Il Rapporto Svimez 2015 ci restituisce un quadro dell’economia e della società del Sud del nostro Paese indubbiamente molto critico e troppo spesso rimosso dal dibattito pubblico: la persistenza del Pil in dinamica negativa, il malessere diffuso nel mondo produttivo e in particolare nei settori industriali, il progressivo impoverimento del capitale umano, il crollo delle nascite (indicatore inequivocabile di una crisi di fiducia nel futuro).
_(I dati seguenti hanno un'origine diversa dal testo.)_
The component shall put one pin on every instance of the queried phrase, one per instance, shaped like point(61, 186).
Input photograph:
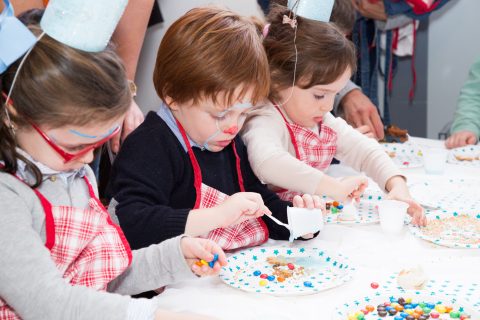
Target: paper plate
point(404, 155)
point(450, 229)
point(367, 209)
point(459, 195)
point(417, 297)
point(314, 270)
point(465, 156)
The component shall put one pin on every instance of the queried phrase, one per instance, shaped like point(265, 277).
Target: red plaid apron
point(248, 233)
point(316, 150)
point(86, 246)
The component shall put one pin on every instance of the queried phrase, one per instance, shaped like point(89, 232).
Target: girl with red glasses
point(60, 251)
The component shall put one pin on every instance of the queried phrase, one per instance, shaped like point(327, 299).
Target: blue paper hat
point(82, 24)
point(319, 10)
point(15, 38)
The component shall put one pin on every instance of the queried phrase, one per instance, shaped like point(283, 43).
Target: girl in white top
point(293, 140)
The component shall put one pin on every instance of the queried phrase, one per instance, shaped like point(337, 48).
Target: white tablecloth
point(375, 255)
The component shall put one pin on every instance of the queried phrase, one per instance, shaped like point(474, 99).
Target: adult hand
point(133, 118)
point(373, 9)
point(195, 249)
point(460, 139)
point(366, 131)
point(360, 111)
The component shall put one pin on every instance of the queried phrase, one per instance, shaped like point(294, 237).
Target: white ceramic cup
point(435, 160)
point(392, 215)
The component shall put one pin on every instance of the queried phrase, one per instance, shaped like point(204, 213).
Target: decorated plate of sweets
point(284, 271)
point(450, 229)
point(456, 194)
point(363, 212)
point(465, 156)
point(409, 305)
point(404, 155)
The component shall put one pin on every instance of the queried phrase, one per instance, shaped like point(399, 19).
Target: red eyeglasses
point(67, 157)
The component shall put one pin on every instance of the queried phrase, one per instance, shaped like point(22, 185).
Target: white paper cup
point(392, 215)
point(435, 160)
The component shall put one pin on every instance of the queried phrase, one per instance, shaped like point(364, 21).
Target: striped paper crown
point(319, 10)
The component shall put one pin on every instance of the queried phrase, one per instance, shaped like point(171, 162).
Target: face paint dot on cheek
point(232, 130)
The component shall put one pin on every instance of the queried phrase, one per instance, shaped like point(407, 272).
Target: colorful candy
point(202, 262)
point(406, 309)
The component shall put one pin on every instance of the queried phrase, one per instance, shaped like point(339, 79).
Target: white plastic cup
point(435, 160)
point(392, 215)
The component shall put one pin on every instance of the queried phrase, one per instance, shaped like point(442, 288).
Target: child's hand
point(240, 207)
point(195, 249)
point(162, 314)
point(309, 202)
point(350, 188)
point(399, 191)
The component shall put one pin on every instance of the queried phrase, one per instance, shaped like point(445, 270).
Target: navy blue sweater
point(152, 179)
Le motivazioni per le quali il Mezzogiorno versa ancora in queste condizioni sono molteplici: un deficit di classe dirigente sempre più grave, la mancanza di sostegno all’innovazione per il sistema delle piccole imprese, una carente trasmissione di cultura imprenditoriale e manageriale, l’illegalità ancora non sconfitta.
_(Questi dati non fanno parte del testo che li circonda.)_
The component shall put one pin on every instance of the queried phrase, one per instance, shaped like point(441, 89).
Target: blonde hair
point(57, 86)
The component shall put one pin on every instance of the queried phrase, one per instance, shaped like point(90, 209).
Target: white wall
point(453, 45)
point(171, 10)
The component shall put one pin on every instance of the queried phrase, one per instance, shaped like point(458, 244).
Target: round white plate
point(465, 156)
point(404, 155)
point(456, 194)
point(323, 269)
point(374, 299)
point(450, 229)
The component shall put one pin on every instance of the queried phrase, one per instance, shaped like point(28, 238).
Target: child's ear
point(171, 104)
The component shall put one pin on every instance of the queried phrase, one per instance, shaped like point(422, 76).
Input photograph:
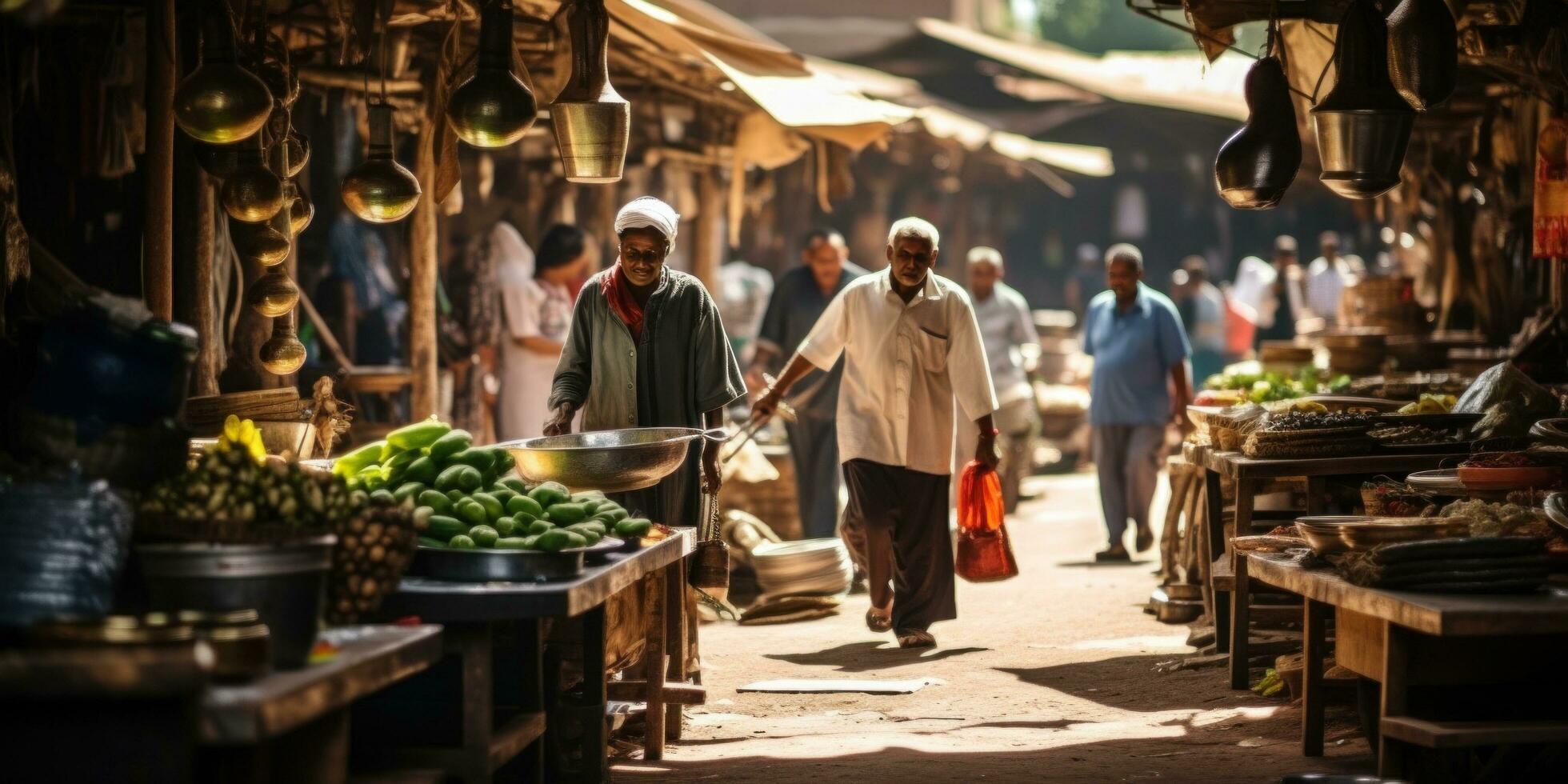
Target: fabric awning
point(1178, 80)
A questo quadro già preoccupante potremmo aggiungere, del resto, molti altri indicatori che fanno riflettere: ad esempio i dati contenuti in un recente studio di Unioncamere e Symbola (“Io sono cultura”) che ci spiegano come il sistema produttivo culturale nel Mezzogiorno riesca ad attivare solo il 30,1% della spesa turistica, mentre in molte regioni del Centro-nord questo rapporto si colloca intorno al 50%.
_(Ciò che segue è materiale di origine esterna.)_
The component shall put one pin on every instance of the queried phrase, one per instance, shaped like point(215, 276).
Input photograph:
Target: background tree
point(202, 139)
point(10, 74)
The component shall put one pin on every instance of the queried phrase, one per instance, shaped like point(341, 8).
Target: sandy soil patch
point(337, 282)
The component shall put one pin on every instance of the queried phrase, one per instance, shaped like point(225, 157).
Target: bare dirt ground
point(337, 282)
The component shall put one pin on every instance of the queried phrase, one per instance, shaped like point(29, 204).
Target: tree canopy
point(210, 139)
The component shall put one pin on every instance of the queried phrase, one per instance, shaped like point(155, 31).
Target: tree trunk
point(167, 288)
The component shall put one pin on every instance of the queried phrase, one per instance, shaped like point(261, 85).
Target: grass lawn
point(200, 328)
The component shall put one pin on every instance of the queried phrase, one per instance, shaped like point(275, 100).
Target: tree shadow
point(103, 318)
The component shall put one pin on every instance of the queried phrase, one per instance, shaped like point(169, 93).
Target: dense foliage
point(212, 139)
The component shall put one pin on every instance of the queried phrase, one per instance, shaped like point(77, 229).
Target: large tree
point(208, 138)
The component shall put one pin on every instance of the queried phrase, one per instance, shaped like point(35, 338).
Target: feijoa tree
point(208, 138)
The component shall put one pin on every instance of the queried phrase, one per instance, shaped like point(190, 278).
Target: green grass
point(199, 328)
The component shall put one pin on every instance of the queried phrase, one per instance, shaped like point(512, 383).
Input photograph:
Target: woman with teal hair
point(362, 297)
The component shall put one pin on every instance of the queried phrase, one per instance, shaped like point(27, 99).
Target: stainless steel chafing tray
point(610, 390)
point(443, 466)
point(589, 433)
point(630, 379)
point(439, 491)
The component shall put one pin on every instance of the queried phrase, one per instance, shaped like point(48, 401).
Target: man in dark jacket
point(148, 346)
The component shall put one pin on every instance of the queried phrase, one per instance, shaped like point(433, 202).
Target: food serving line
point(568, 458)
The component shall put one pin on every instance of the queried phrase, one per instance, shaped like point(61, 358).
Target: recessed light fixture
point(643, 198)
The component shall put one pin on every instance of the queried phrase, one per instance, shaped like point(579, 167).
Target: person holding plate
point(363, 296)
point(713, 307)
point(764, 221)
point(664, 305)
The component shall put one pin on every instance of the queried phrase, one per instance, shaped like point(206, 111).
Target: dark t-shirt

Se proviamo a osservare queste cifre da un’altra prospettiva però, non possiamo non vedere le enormi potenzialità inespresse.
Prendiamo il caso della scarsa capacità di accesso ai mercati esteri: anche se nell’industria manifatturiera le imprese esportatrici meridionali sono meno di 10mila unità, ve ne sarebbero altre 16mila aziende potenzialmente esportatrici che, cioè, pur avendo caratteristiche e performance similari alle aziende che accedono ai mercati esteri, non riescono ad uscire dai confini nazionali per via di problemi esogeni o infrastrutturali. Queste aziende, opportunamente aiutate e soprattutto accompagnate attraverso servizi specifici, potrebbero riattivare un percorso di crescita ed integrazione internazionale dell’economia.
Del resto, le imprese meridionali evidenziano potenzialità tutt’altro che negative anche dal punto di vista dell’innovazione (peraltro spesso “green oriented”). Quasi la metà delle imprese innova (45,1%; 51,9% in Italia) e oltre una su quattro (27,3%; 35,5% in Italia) ha apportato innovazioni di prodotto o di processo. Tuttavia, solo il 2,7% delle aziende con almeno 10 addetti ha attivato accordi di cooperazione per le attività di innovazione (media nazionale 12,5%), il che evidenzia la necessità di mettere in rete un sistema produttivo che, preso nelle sue singolarità, offre un quadro migliore dei risultati complessivi messi in luce dal Mezzogiorno.
Ecco la sfida: puntare nuovamente sul capitale umano, organizzare un collegamento stabile tra formazione e lavoro, mettere in rete le migliori energie imprenditoriali, le eccellenze della ricerca pubblica, i poli universitari più dinamici.
E, con urgenza, far convergere sistematicamente il massimo degli sforzi sui temi della digitalizzazione: secondo le indagini delle Camere di commercio anche le Pmi del Sud aperte al digitale assumono in una proporzione doppia rispetto a quelle che non lo fanno.
Una prospettiva positiva , del resto, va colta nella ancora viva voglia di fare impresa nel Sud: nel solo secondo trimestre del 2015, il tessuto imprenditoriale delle regioni meridionali ha visto l’aumento di 13.374 unità (il 35% dell’aumento complessivo nazionale, pari a +37.980 imprese).